April 2026
Peter Piller, to be touched from afar. In collaboration with German Academy Rome Villa Massimo
The exhibition to be touched from afar brings together a small selection of works from the project Geröll with a large-format image taken from the series Behind Time—displayed outside the bookstore on the black wall of the former L’Angolo di Franca bar. Behind Time is also the new volume in the series Archiv Peter Piller– Materialien, subtitled On the potential of futile endeavours, published by Nieves in collaboration with Leporello Books and the German Academy Rome Villa Massimo.
During the exhibition opening, there will also be a reading in German of Peter Piller’s text nach auflösung örtlicher frühnebel, a piece related to Behind Time. The text will be available in a fold-out format for the duration of the exhibition, along with English and Italian translations, together with the display of a selection of the artist’s many publications.
On the walls of Leporello, ancient inscriptions, archaeological finds, mysterious caves, and rocks—which may not actually be rocks—draw attention to an archaic world steeped in an indefinable animism: a selection from research on prehistoric art, and part of the broader Geröll project, which brings together—maintaining a constant balance between scientific approach and pure visual associations—images gathered from books and newspapers, as well as created by the artist, that speak to the presence of the Stone Age in his everyday life.
In geology, the term Geröll refers to accumulations of rock fragments, pebbles, or stones, often formed by the action of rivers or glaciers, and so here we see fragments that invite both contemplation and attempts at decipherment, in a game of conjecture and misunderstanding, of hypotheses that immediately give way to a renewed desire for discovery, and that trigger a dialogue with a surreal flavor with the project Behind Time, crossing space and time in the spirit of a missed encounter.
The subject of this latter series is Peter Piller’s unique approach to ornithological photography, a passion the artist has held since his youth, which gradually shifts from an obsession with capturing the most diverse species of birds in their most precise form to those very moments when they elude the lens, slipping out of the frame and thus once again opening up a perspective on the ever-present possibility of meaning slipping away, through associations inspired by a poetics of error and opacity, fueled by a constantly evolving interplay of reclassification and recontextualization.
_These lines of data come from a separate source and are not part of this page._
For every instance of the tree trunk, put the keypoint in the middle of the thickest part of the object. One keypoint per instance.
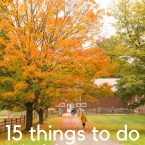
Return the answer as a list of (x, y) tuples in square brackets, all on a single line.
[(40, 113), (29, 115)]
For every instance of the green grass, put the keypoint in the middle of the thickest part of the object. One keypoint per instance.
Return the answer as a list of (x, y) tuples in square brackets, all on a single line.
[(113, 123)]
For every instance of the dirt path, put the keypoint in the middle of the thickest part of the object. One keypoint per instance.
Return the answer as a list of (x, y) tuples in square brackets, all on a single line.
[(74, 123)]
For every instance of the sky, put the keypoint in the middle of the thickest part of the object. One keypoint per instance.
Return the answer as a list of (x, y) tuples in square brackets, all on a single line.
[(108, 29)]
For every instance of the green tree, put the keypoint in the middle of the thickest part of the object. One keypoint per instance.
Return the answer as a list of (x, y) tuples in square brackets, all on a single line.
[(130, 27)]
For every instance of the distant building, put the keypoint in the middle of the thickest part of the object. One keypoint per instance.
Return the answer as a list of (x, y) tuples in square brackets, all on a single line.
[(103, 105)]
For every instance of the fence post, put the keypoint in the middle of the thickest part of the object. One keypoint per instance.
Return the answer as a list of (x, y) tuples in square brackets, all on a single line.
[(5, 123), (16, 121), (24, 119), (20, 121), (11, 124)]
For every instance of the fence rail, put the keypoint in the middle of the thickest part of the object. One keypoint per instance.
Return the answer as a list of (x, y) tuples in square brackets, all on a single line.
[(12, 122)]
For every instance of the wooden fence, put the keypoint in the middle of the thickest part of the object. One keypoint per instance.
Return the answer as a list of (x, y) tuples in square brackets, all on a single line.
[(12, 122)]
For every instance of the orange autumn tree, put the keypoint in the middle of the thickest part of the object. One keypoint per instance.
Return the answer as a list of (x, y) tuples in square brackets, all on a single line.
[(40, 38)]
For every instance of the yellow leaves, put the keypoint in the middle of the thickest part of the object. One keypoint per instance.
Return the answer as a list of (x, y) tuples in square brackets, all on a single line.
[(71, 42), (7, 94), (20, 86)]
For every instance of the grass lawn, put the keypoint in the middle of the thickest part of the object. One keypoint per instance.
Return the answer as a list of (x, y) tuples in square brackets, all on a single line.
[(113, 123)]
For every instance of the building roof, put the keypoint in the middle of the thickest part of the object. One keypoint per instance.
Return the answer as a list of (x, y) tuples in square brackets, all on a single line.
[(110, 81)]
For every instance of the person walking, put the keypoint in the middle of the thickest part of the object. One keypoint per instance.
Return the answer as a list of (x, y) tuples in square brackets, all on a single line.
[(84, 120)]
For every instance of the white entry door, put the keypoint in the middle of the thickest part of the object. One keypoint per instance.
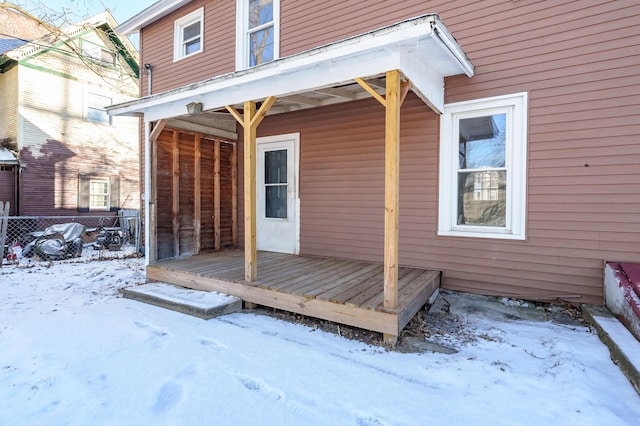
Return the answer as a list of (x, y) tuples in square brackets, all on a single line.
[(278, 221)]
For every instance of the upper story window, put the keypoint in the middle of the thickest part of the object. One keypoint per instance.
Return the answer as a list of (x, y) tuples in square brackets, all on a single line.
[(95, 108), (258, 32), (483, 151), (187, 33)]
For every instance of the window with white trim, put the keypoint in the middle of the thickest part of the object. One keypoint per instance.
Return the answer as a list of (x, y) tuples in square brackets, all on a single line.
[(483, 159), (258, 32), (98, 194), (188, 35), (96, 108)]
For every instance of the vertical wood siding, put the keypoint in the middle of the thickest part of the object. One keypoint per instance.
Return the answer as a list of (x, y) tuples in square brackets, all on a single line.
[(185, 173), (578, 60)]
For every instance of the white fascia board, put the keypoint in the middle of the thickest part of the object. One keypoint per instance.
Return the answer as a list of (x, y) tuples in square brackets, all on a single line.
[(149, 15), (427, 84), (362, 56), (279, 84)]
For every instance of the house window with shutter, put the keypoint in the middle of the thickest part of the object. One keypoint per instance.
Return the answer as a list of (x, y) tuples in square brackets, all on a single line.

As if guided by an errant spirit—one that evokes, in contemporary forms, the spirit of the aimless wanderer who makes wandering itself his horizon—we no longer ask ourselves what we are looking at, nor do we try to grasp it—either with our eyes or with our reason—but we allow ourselves to be captivated by what appears through these ever-changing relationships between images: a sort of an updated and somewhat surreal take on the traditional Etruscan and Roman divination practices that attempt to read the signs of the sky and the earth and the flight of birds, but without drawing any interpretations or conclusions from them; rather, it involves savoring the time of waiting and what—despite all the signs and symbols—is right there, before our eyes and all around us.
Peter Piller lives in Hamburg. He studied fine arts, art education, German language and literature, and geography. The Archiv Peter Piller collects photographs from various sources and presents them organized into thematic series. His artistic practice also includes photography, drawing, moments of waiting, and walks. From 2006 to 2018, he taught photography in the field of contemporary art at the HGBK Leipzig (Leipzig Academy of Fine Arts), and since October 2018, he has been a professor in the visual arts department at the Kunstakademie Düsseldorf (Düsseldorf Academy of Fine Arts).